The overseas Pinoy can get news from inang bayan (homeland) through various means. When my parents were studying or assigned overseas in the late 50s to the early 60s, news came in through the post, via letters. By then there was a thing called airmail and letters took a week or so to get there. But a mere 30 years back, my grandparents (who were then in a US college) got their mail from steamers. It took more than a month for letters to get there.

Newspapers? Yes one could buy them on street corner news stands or news agents. But to get your news from home my dad once told me, one needed to go to one's country's embassy or consulate, which always had the papers from albeit a week or more late. This was during a time when terrorist threats were far off into the future and information was one of a diplomatic mission's function. These embassy reading rooms served coffee and served an important social function for expats. My dad has a photo of himself reading the Manila Times at the Philippine Embassy in Tokyo. In 1980, I was with my dad in the same embassy and I distinctly remember that the embassy served San Miguel Beer to Pinoy expats in the reading lounge.

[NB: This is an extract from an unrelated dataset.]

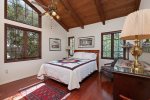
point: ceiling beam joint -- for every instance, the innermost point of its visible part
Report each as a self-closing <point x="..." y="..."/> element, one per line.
<point x="72" y="12"/>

When I was in high school and college in the 1980s, these reading rooms and libraries were still in existence in foreign missions in Manila. The American Embassy had the Thomas Jefferson Cultural Center (TJCC) that was open to the general public while the Australian and British embassies had information centres too. I think it was after the WTC bombing in 1993 that embassies closed their reading rooms. The information services of these missions still exist but only through the internet. The TJCC library is still there but is no longer open to the public unless one applies for an appointment and presents credentials as a researcher.

In this post-9/11 world, embassies are the new Krak des Chevaliers of the world. They have to be well defended against attack like the castle of old. The staff wouldn't want their expats and other people to linger in the premises to read the papers. Embassy premises are probably the most dangerous to be in. No beer or coffee obviously. Information will be had on-line. And expats like me have to depend on news from three big Pinoy blurbs. My embassy in Washington is just as secure as any other embassy and I don't think they still have a reading room.

At home I would have very little trouble weighing the news since there are a lot of sources of information. But an expat can get his or her news from the homeland through few channels. It is obvious that on line blurbs have different political leanings. But if there are only 3 or 4 blurbs to read, it would be hard to paint a picture of what really is happening.

The solution is to email family and friends about the news and hoping they would give an honest assessment. For most part most are. But family and friends don't want to say the unpleasant things! They believe that to put more anxiety on one who is far from home is really not a good idea.

I think all expats have the same problem. Think of an American who gets his or her news only from CNN or FOX? or a Brit who gets his only from BBC? an Aussie who gets her's from Rupert Murdoch's News Corporation?

Perhaps letters through the post are still the best and more personal too!